Les autorités sanitaires et scientifiques américaines sont en outre contraintes de faire valider leurs messages par la Maison-Blanche avant de s’exprimer sur le coronavirus. Comme pour les questions d’environnement et de genre, l’administration Trump ambitionne de contrôler le discours scientifique sur les épidémies.

Que nous dit ce storytelling présidentiel, à quelques mois de l’élection de novembre ?

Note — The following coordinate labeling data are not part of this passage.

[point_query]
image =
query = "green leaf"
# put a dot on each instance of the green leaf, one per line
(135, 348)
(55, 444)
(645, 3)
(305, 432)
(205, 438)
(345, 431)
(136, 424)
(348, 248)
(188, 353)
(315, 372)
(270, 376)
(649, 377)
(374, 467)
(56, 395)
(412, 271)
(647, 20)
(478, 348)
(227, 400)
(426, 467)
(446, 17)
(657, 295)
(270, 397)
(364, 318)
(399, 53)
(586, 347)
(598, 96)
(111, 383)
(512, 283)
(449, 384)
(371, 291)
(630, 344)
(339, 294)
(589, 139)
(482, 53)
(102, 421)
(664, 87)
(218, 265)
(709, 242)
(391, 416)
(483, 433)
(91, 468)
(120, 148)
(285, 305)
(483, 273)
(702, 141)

Mike Pence et Donald Trump accusent les démocrates de politiser l’épidémie. Or c’est bel et bien la trumposphère qui est mobilisée, avec le président, pour faire de cette crise un enjeu partisan et non sanitaire. Citons Donald Trump Jr., pour qui les opposants à son père souhaitent que le coronavirus fasse beaucoup de morts pour déstabiliser le président. Autre exemple : Rush Limbaugh, animateur de radio d’extrême droite, récemment décoré par le président, a dit sur son antenne que le coronavirus est un « simple rhume », mais que les médias de gauche répandent de fausses informations pour fragiliser Trump. Sur Fox News et des radios d’ultra-droite, plusieurs commentateurs ont accusé la gauche de vouloir tromper l’opinion en utilisant les mêmes arguments et ressorts rhétoriques que pour « imposer l’idéologie du multiculturalisme ». Créer la panique avec ce virus serait, selon la droite trumpiste, une nouvelle ruse de la « gauche radicale » pour déstabiliser le pays.

En tout cas, la gestion du coronavirus par l’administration Trump sera un vrai test pour le président, qui est confronté pour la première fois, et sur le sol américain, à une crise d’ampleur mondiale.